When marketing preplanning, the combination of radio and TV is ideal. If TV is too expensive in your market or for your budget, radio is probably the most cost-effective media choice available. By educating consumers about the benefits of preplanning, you can ensure that they will ultimately be served by your company.

4. Placing too much emphasis on targeting. Although different media choices offer different qualitative audiences, we tend to spend far too much time on where we are investing our dollars as opposed to what we are saying in our advertising.

Many advertisers and media professionals grossly overestimate the importance of audience quality. In reality, saying the wrong thing has killed far more ad campaigns than reaching the wrong people. It's amazing how many people become "the right people" when you're saying the right thing.

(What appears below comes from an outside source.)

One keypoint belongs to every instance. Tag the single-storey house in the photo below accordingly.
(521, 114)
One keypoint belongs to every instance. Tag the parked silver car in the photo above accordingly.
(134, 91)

Most advertisers insist on repetitiously cramming the name of their company, the name of their product, their business hours and their street address into every ad they buy. Such ads do a great job in answering the who, where, what and when while failing to answer the all-important question: Why?

Bad advertising is about the advertiser; good advertising is about the customer. Avoid generic-sounding ads that talk about "our family serving your family" and focus on educating consumers and demystifying the death care profession.

5. Confusing response with results. The goal of advertising is to create a clear awareness of your company and its unique selling proposition. Unfortunately, most advertisers evaluate their ads by the comments they hear from the people around them.

The slickest, cleverest, funniest, most creative and most distinctive ads are the ones most likely to generate these comments. See the problem? When we confuse response with results, we create attention-getting ads that say absolutely nothing.

Also, the purpose of advertising is to deliver response that is ultimately up to us to capitalize on. Our two-step marketing program at Mount Royal Commemorative Services simply asks consumers to call for a free information kit with no obligation. Once that step is completed, it is up to us to follow up and convince the prospect to buy our services.

6. Making unproven claims. Remember, there are two worlds of marketing: the world outside your door, which is advertising, and the world inside your door, which is your people fulfilling the advertised claims.

Advertisers often claim to have what the customer wants, such as "the highest quality at the lowest price," but fail to offer any evidence to back up the claim. An unsubstantiated claim is nothing more than a cliché the prospect is tired of hearing.

Have you ever walked into a retail store whose ad campaign touts the ultimate in customer service only to receive the opposite? I once walked into a store owned by a large national retail chain to buy a product and was surprised when the cashier neither spoke nor looked me in the eye during the entire transaction.

You must prove what you say in every ad. Do your ads give prospects new information? Do they provide a new perspective? If not, prepare to be disappointed with the results.